Os sapadores florestais estão maioritariamente a trabalhar em organizações privadas a quem os municípios entregam o serviço (associações de produtores florestais, sobretudo). Alguns, menos, estão a trabalhar diretamente para as Comunidades Intermunicipais. Mas todos estão contratados a prazo e todos ganham o salário mínimo.

Com Portugal em pleno período de incêndios, o governo deixou os sapadores florestais - principal meio de gestão florestal, prevenção e combate aos incêndios - na precariedade e sem condições de trabalho. Contratos de três anos, sem carreira, com salário mínimo, com exigência de frequente de horas extra não pagas sendo chantageados de serem considerados "agentes de protecção civil".

A deputada Maria Manuel Rola esteve com os sapadores em greve. Agradecendo em nome do Bloco de Esquerda o trabalho destes profissionais, declarou que “os sapadores florestais recebem salário mínimo por funções máximas. Sabemos desde 2017 que o problema que temos ao nível do ordenamento do território precisa profissionais com carreira, reconhecimento da profissão e do trabalho”.

Alexandre Carvalho, sapador florestal e dirigente do Sindicato Nacional da Proteção Civil, informou, na mesma ocasião, que “a greve nacional obteve entre 85% e 100% de adesão dos trabalhadores em todo o território nacional”, tendo recebido inúmeras mensagens de solidariedade de camaradas em greve em várias localidades do país.
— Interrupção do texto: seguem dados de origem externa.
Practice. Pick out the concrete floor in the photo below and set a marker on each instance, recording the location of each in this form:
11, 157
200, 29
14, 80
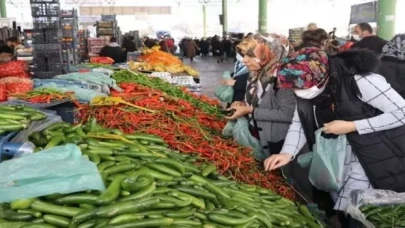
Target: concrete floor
210, 72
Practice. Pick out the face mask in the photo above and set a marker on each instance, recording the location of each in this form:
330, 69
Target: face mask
356, 37
310, 93
239, 58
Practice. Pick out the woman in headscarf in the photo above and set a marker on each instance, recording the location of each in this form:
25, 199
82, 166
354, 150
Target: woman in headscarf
270, 109
393, 63
340, 95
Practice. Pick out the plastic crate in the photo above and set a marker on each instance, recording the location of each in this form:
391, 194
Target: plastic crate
95, 50
46, 36
47, 64
60, 83
47, 47
49, 23
63, 108
67, 83
42, 10
8, 149
96, 41
46, 74
44, 1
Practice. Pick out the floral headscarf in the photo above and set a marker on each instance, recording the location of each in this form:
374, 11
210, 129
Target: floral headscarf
304, 69
269, 49
395, 48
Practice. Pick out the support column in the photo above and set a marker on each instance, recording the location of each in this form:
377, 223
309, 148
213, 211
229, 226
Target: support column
386, 10
225, 17
3, 9
262, 16
205, 20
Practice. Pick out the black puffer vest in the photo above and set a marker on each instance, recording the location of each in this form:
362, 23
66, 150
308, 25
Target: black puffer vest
382, 154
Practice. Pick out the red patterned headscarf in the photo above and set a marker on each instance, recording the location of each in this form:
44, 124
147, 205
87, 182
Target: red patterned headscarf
304, 69
269, 49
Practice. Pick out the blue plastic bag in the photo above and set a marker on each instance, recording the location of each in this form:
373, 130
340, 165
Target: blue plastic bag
224, 92
327, 162
241, 134
62, 169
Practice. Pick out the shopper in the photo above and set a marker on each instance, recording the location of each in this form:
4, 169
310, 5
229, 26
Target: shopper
164, 46
363, 34
113, 50
128, 45
191, 48
340, 95
239, 79
205, 47
312, 26
4, 48
392, 65
269, 109
227, 45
“Os sapadores florestais em Portugal são uma força indispensável e unida”, continuou “Lutamos pela carreira e pelo estatuto profissional. Lutamos por melhores salários, dignos e ajustados às nossas funções. Lutamos pelo reconhecimento e regulação da profissão de sapador florestal para que acabe o abuso laboral que mancha o setor”.

“Muitas entidades públicas e privadas não querem pagar o trabalho suplementar. Querem sapadores escravos”, disse, referindo a pergunta entregue pelo Bloco de Esquerda sobre os bancos de horas ilegais a que estão sujeitos em várias comunidades intermunicipais.